Он уперся ладонью в стенку фургона рядом с ее плечом и наклонился вперед. Разумеется, можно было уйти. Отстраниться и вновь повернуться к нему спиной. Но тут он склонил голову, и она увидела тонкие паутинки морщин у него вокруг глаз и крохотный шрамик на мочке уха там, где оно когда-то было проколото. Все это лучше всяких слов рассказывало о нем, о его прошлом, складывалось в занимательную картинку, которую хотелось рассмотреть. Она вовсе не собиралась узнавать о нем такие подробности, но стоило всего лишь на миг поддаться любопытству, и она пропала.
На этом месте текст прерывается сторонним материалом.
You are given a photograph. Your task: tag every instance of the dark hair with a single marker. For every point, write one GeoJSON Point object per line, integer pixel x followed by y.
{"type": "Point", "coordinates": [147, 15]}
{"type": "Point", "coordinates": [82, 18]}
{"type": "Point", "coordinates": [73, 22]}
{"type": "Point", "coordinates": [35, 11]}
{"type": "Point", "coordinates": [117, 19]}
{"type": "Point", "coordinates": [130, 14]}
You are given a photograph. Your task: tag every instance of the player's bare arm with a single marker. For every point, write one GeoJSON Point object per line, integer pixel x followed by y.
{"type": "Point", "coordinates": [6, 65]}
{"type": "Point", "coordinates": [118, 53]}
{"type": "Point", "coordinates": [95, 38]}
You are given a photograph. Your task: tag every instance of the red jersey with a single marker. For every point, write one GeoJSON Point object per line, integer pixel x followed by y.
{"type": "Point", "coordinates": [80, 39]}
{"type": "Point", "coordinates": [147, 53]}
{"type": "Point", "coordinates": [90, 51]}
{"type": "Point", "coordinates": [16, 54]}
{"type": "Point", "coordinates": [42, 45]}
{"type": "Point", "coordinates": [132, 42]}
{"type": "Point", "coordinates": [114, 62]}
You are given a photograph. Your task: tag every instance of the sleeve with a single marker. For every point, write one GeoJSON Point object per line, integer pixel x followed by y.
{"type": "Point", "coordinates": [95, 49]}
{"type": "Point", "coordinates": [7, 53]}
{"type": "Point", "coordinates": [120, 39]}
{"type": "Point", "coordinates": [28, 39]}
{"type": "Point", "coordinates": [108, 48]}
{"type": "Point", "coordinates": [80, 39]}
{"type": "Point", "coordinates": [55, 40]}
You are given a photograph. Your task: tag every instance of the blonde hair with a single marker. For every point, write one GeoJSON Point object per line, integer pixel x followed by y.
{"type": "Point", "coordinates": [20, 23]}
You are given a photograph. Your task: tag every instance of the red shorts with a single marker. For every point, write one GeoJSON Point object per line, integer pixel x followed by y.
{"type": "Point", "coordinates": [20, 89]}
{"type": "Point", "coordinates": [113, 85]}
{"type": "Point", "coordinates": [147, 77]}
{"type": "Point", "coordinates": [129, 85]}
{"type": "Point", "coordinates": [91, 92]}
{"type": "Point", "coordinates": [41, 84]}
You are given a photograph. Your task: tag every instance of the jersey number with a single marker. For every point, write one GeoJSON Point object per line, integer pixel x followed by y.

Его губы медленно коснулись ее губ, и по коже ее разбежались теплые мурашки, как от коричного масла. Значит, вот как это бывает? Гм. Не так уж и противно. Он чуть наклонил голову, и ее охватило какое-то странное щекотное чувство. Оно появилось из ниоткуда и распространилось по всему телу. Клер изумленно ахнула, губы ее приоткрылись, и тут-то она утратила власть над происходящим. Его поцелуй стал более требовательным, его язык проник к ней в рот, и в ее мозгу разом пронеслись миллионы горячечных образов. Эти образы родились не в ее, а в его воображении — слившиеся в единое целое обнаженные тела, сплетенные руки, совместные завтраки, долгие годы друг рядом с другом. Откуда взялся этот упоительный морок? Господи, но до чего же это было приятно! Ее руки внезапно очутились в тысяче мест сразу: они прикасались к нему, цеплялись за него, притягивали ближе. Он прижал ее к фургону с такой силой, что едва не оторвал от земли. Это было невыносимо, ей казалось, она умирает, но от одной мысли о том, что это безумие может прекратиться, что этот мужчина, этот невероятный мужчина отпустит ее, у нее разрывалось сердце.